Si il vous faut encore des preuves que les comic books et plus particulièrement leurs personnages sont une des meilleures manières de faire passer des messages, en voici une.

Aussi incroyable que ça puisse paraître le personnage féminin Wonder Woman des éditions DC Comics sera intronisé à l’ONU le 21 octobre prochain (avec la présence de Ban Ki-Moon, s’il vous plaît)… Et pourquoi pas le personnage Lucifer tant que nous y sommes (DC Comics et Vertigo) ? Ah, j’oubliais, c’est plus ou moins le cas avec la Lucis Trust.

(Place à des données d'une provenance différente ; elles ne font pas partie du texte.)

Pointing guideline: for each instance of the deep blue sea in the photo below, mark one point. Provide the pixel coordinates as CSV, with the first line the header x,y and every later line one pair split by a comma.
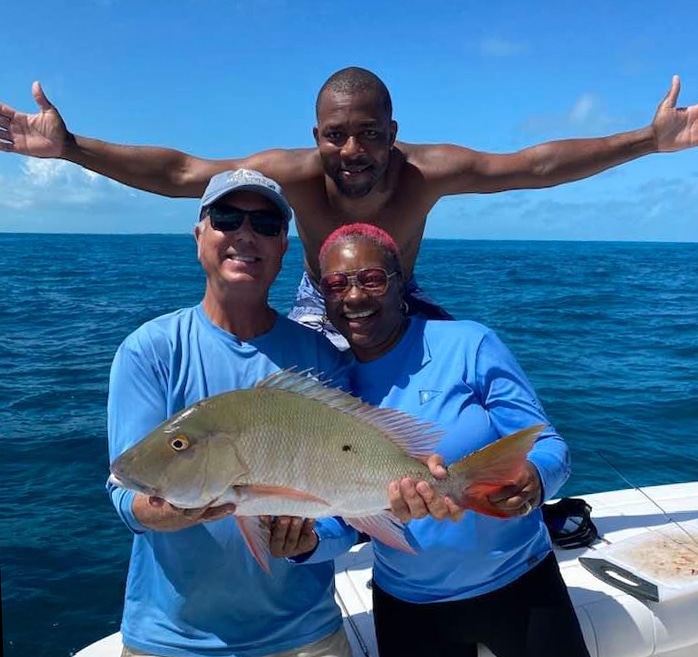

Je vous propose également un extrait du PDF « Le Monde Occulte des Comic Books » concernant la création de Wonder Woman :

«Juste après Batman, une héroïne fait son apparition : Wonder Woman. Dans un premier temps suggéré par William Moulton Marston, un psychologue, le personnage est rapidement édité par DC Comics. Marston s’inspira de sa femme, Elizabeth Holloway Marsto, pour créer son héroïne. Son côté libéral plaît à Marston qui injecte cette particularité à Wonder Woman. Marston est également un adepte de la polygamie, étant marié à Elizabeth Holloway il vit également avec Olive Byrne, une étudiante, sous le même toit. Les deux femmes auront des enfants avec le psychologue. La tante de Olive Byrne, Margaret Sanger, fut une figure du féminisme. Elle milita en faveur de l’avortement et du droit de vote pour les femmes. C’est par elle que fut inventé le « planning familial » qui se nommait autrefois « l’American Birth Control League ». Le personnage de Wonder Woman est donc teinté du féminisme qui ne s’abattra réellement sur le monde qu’à partir des années 1960. Elle possède une force surhumaine, des bracelets en métal qui lui servent à arrêter les balles mais aussi un lasso qui force les malfrats à dire la vérité lorsque ces derniers sont attachés. Clin d’oeil au détecteur de mensonge dont William Moulton Marston est l’inventeur. Wonder Woman est la fille d’une déesse nommée Hippolyta, elle vient d’un monde uniquement peuplé de femmes dans lequel l’homme n’est pas nécessaire pour procréer. Nous avons ici une nouvelle singerie, celle de l’immaculée conception.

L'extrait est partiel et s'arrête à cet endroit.